SUSTAINABILITY
Business ethics and governance
Our operations are defined by good business ethics in all aspects of our operations and business activities. Applicable laws, regulations and standards are complied with in the countries in which we operate.
Anti-corruption and fair competition
Our Code of Conduct sets out the basic principles for how the company should do business. This Code provides an ethical compass for employees, the organization and its partners and suppliers. It describes how we and our partners/suppliers should act with regards to corruption and bribery and promote fair competition.
All employees and managers must read and sign the Code of Conduct as part of the recruitment and onboarding process.
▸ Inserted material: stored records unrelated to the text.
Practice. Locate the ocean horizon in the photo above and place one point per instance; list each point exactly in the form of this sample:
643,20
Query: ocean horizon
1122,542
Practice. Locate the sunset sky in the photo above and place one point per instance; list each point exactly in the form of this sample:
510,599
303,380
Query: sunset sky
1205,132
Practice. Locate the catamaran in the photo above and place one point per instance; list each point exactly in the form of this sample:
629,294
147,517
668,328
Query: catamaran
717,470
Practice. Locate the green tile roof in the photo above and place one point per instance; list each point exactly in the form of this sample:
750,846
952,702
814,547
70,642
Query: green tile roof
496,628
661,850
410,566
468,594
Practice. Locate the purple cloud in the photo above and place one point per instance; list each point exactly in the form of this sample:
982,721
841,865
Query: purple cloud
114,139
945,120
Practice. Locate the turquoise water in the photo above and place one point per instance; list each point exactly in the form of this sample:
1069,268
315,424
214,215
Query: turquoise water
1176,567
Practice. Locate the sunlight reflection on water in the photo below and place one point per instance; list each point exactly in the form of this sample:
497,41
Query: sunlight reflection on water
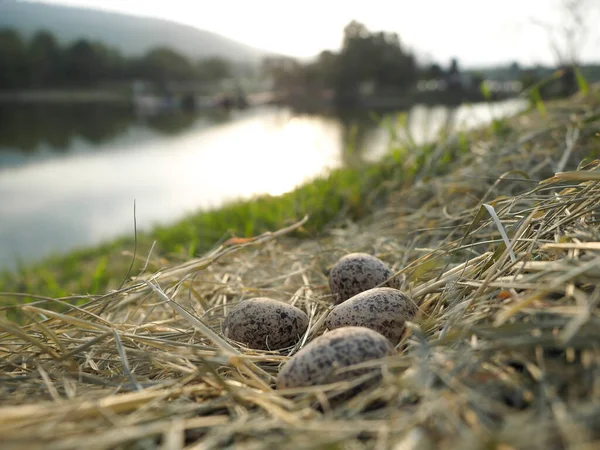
54,202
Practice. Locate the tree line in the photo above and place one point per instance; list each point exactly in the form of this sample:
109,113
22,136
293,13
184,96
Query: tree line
374,61
43,62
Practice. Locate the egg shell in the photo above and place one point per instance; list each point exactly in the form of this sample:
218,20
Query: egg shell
265,324
315,363
384,310
358,272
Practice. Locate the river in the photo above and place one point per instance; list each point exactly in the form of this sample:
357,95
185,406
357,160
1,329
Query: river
69,174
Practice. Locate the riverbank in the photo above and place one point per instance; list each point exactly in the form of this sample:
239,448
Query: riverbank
503,352
344,194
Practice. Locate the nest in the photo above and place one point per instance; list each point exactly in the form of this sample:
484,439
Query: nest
502,256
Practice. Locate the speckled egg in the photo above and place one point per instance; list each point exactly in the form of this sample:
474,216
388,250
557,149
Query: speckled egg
381,309
358,272
265,324
315,364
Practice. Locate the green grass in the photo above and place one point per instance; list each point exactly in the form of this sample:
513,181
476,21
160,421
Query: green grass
345,193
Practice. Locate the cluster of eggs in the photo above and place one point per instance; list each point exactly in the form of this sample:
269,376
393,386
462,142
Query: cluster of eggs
366,323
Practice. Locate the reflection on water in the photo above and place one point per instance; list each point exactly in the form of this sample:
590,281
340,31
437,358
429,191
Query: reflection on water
69,173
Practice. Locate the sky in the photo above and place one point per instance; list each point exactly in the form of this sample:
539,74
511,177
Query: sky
478,32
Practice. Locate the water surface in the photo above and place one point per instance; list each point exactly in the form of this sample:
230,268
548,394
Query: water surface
69,174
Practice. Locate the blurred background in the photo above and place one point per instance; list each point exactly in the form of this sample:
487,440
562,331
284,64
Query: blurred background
184,105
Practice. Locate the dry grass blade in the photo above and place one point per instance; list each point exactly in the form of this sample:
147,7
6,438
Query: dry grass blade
503,353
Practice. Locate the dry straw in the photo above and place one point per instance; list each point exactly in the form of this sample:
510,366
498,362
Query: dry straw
503,354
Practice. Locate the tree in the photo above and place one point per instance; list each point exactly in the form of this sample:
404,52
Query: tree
213,69
377,58
163,64
568,38
44,59
82,63
13,60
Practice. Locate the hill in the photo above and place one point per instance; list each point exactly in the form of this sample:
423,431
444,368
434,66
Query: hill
132,35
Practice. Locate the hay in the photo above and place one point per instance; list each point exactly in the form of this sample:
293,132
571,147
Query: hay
504,352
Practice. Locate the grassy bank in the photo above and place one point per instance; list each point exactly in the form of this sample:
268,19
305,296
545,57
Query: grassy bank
502,354
345,194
Each manager is responsible for ensuring that the Code of Conduct is followed in everyday practice by members of their team.
Whistleblower function
Starbreeze implements a whistleblower function through a web-based reporting system where information is collected and handled securely. In accordance with the EU Whistleblower Directive, anyone who comes into contact with Starbreeze has the opportunity to anonymously report the occurrence of behavior or situations that are not in line with the Code of Conduct, and/or applicable laws. There are no requirements to provide personal data and the possibility of anonymity ensures the privacy of the whistleblower. The purpose of the whistleblower unction is to encourage all stakeholders, internal and external, to report suspicions of potential or actual misconduct. This is to maintain the company’s cultural values and comply with high professional and ethical standards in our everyday activities.
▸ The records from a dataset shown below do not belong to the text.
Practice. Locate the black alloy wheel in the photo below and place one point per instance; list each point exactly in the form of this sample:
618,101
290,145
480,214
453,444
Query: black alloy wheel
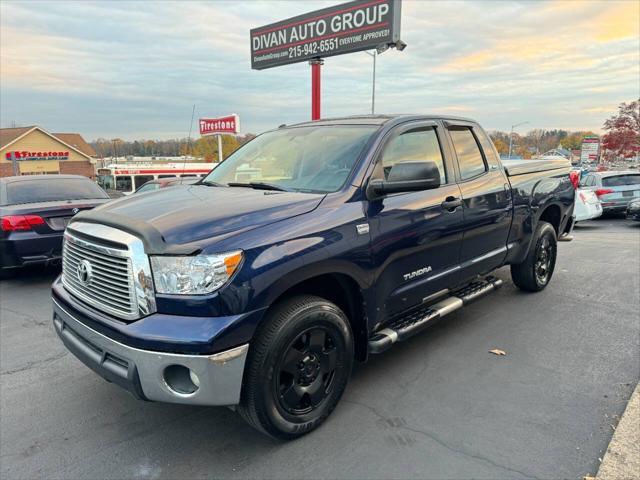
298,366
545,255
306,371
535,272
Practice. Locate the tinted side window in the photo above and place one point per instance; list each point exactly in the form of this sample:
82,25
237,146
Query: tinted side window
469,157
414,145
583,180
488,148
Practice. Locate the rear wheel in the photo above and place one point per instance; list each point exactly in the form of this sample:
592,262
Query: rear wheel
298,367
536,271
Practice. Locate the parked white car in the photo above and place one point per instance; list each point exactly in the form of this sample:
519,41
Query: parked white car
587,205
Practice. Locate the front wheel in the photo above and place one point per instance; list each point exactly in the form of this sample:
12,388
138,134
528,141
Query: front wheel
298,367
535,272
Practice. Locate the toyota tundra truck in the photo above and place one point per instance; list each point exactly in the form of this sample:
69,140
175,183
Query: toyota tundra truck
311,247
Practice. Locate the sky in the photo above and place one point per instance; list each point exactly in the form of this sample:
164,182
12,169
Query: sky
134,70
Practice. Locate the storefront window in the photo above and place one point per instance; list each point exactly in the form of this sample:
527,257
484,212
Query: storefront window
142,179
124,184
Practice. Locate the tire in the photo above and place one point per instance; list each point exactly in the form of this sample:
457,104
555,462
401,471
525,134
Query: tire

Information and IT security
Information and IT security are critical to maintaining the long-term success of Starbreeze's operations. The company works continuously to develop robust systems and processes to ensure that everyone who encounters Starbreeze receives personal data protection. To guarantee confidentiality and integrity in the company, guidelines have been designed based on frameworks such as ISO 27001, CIS, and GDPR. All strategic decisions linked to information security must be taken by the management team to maintain relevant information management and at the same time minimize the risk of errors occurring. Training to increase awareness of information security must be carried out on an ongoing basis with Starbreeze employees so that everyone is confident about the risks that exist and the regulations that apply.
IT security is an integral part of Starbreeze's work and it must ensure appropriate protection of IT systems and infrastructure to successfully minimize risks. All information must be processed by appropriate people and classified based on the security level deemed to be correct. Sensitive information must be encrypted and processed according to the company's policies and, if necessary, Starbreeze must be able to remotely control and delete all information on the company's various devices. At a minimum, Starbreeze must comply with the laws and regulations that are linked to data protection and privacy in all the countries in which the company operates.
Personal data and user privacy
Everyone who comes into contact with Starbreeze’s activities must feel confident about how their personal data is handled. Starbreeze handles a large amount of personal data concerning employees and customers, which is why user privacy takes high priority. The company has processes for how information is collected and personal data is processed in accordance with the guidelines and requirements set out in the General Data Protection Regulation (GDPR). Starbreeze’s Data Protection Officer is responsible for checking that the company complies with the regulations. The Starbreeze website presents the company’s privacy policy, including separate policies for different games.
Fair marketing
We follow the regulations and recommendations in force in each geographical market for the labeling and marketing of games. The company follows the EU and US PEGI and ESRB rating systems for content and age limits. Marketing is ethical, accurate, honest and reflects generally accepted social product standards.
Human rights
Supporting and protecting human rights is seen as a matter of course, both in Starbreeze's own operations and in the value chain. We consider the risk of infringement of human rights in our own operations to be low, given that we actively follow a Code of Conduct and adhere to core values, and that we consciously avoid risk geographies. We only conduct our own operations in countries where employees have good protection under national labor law, which includes the working environment.
There is always a risk that our partners and suppliers operate in risk geographies. In order to avoid any possible risk of parties in the supply chain violating human rights, we impose contractual requirements which are based on the Code of Conduct and national laws and regulations.